Il veut faire payer le Mexique, et les Mexicains qu'il insulte, pour son projet abject de mur entre les deux pays. Son approche gomme l'histoire des relations entre les deux pays voisins et les réalités économiques. Trump continue sa campagne pour plaire à certains groupes, mais crée une lose-lose situation pour les Mexicains comme pour les Américains. C'est un loser qui joue au malin, redéfinit sa défaite en victoire et pratique la fuite en avant. D'ailleurs, ses entreprises se sont souvent soldées par des faillites, parfois peut-être frauduleuses. Celui qui vend la xénophobie pour traiter de problèmes économiques récolte et la colère et le chaos.

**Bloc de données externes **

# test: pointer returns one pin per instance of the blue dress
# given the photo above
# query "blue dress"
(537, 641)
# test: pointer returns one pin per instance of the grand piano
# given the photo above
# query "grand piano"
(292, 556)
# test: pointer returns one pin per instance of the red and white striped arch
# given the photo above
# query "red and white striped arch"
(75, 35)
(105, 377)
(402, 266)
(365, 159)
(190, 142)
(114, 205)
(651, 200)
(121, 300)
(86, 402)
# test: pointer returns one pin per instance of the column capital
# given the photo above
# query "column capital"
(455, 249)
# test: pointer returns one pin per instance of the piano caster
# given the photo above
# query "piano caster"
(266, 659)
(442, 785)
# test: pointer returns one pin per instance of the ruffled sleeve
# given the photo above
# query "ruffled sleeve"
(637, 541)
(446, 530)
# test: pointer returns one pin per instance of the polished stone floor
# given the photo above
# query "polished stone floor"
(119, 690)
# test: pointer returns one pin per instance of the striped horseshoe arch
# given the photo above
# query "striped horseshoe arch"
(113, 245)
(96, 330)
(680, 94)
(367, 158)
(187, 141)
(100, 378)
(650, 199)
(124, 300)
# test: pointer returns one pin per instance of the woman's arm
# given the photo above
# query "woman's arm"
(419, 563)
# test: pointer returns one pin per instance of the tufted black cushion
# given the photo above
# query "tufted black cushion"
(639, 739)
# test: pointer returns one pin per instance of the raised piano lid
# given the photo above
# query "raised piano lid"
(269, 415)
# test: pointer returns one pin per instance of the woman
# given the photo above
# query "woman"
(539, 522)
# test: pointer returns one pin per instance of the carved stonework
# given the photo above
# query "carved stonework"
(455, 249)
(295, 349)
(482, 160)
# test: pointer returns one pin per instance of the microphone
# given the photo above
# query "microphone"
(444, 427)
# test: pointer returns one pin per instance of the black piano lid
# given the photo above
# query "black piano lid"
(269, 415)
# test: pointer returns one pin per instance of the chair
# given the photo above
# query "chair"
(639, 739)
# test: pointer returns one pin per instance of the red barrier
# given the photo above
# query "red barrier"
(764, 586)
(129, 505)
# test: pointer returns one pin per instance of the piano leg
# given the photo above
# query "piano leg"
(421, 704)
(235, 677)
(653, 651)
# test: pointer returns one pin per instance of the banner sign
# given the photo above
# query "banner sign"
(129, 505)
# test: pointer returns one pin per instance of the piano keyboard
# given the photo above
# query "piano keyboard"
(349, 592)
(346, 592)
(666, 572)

Trump veut humilier la Chine, mais la place en position de leader du libre-échange. Il joue avec Taïwan pensant faire un deal sur la monnaie chinoise. Confusion. Il veut travailler avec la Russie, mais s'en prendre à l'Iran alors que ces deux puissances sont alliées de fait en Syrie et que l'Iran est du côté des États-Unis en Irak. Confusion géopolitique. La lune de miel avec Netanyahou certes se comprend par leur commune détestation de l'Iran et leur nouvelle proximité avec la Russie, mais promet de s'attirer les foudres de tout le monde musulman si l'ambassade américaine quitte Tel-Aviv. Israël est l'allié de facto de l'Arabie saoudite et veut se rapprocher des monarchies sunnites, que Trump a mises dans son viseur antimusulman. Confusion.

De même que Trump travaille objectivement à renforcer les djihadistes en diabolisant tous les musulmans, il travaille au déclin américain dont il dit vouloir effacer les marques. Sur la route du déclin, il dépasse Bush le guerrier inconscient. Make America weak now. Uber-Bush avant la chute.

La petite Grande-Bretagne dirigée par une Theresa May pressée de faire allégeance au clown ne pourra compenser la perte d'influence auprès du Mexique, de la Chine, des pays musulmans, de l'Allemagne et de la France, sans compter l'Europe de l'Est. Et s'il croit que Poutine va céder à ses caprices, il se trompe. L'artisan de la casse sociale est aussi celui de la casse diplomatique. Son ego de petit enfant indiscipliné et ignare ne rencontre pas beaucoup de résistance institutionnelle actuellement, mais lorsque l'enfant gâté pique sa crise il y a un moment où cela s'arrête.

Les multiples opposants américains, féministes, de gauche, libéraux, et même républicains, pourront, avec le monde aujourd'hui insulté, lui apprendre le principe de réalité ou le marginaliser. Les déclassés qui ont fait sa victoire vont déchanter et percer le brouillard de sa xénophobie calculée. Il ressemble certes au dictateur enfant gâté Erdogan, mais les structures de résistance sont plus fortes aux États-Unis. L'addition des ressentiments et résistances peut faire blocage. Dans la confusion générale, il faut garder espoir.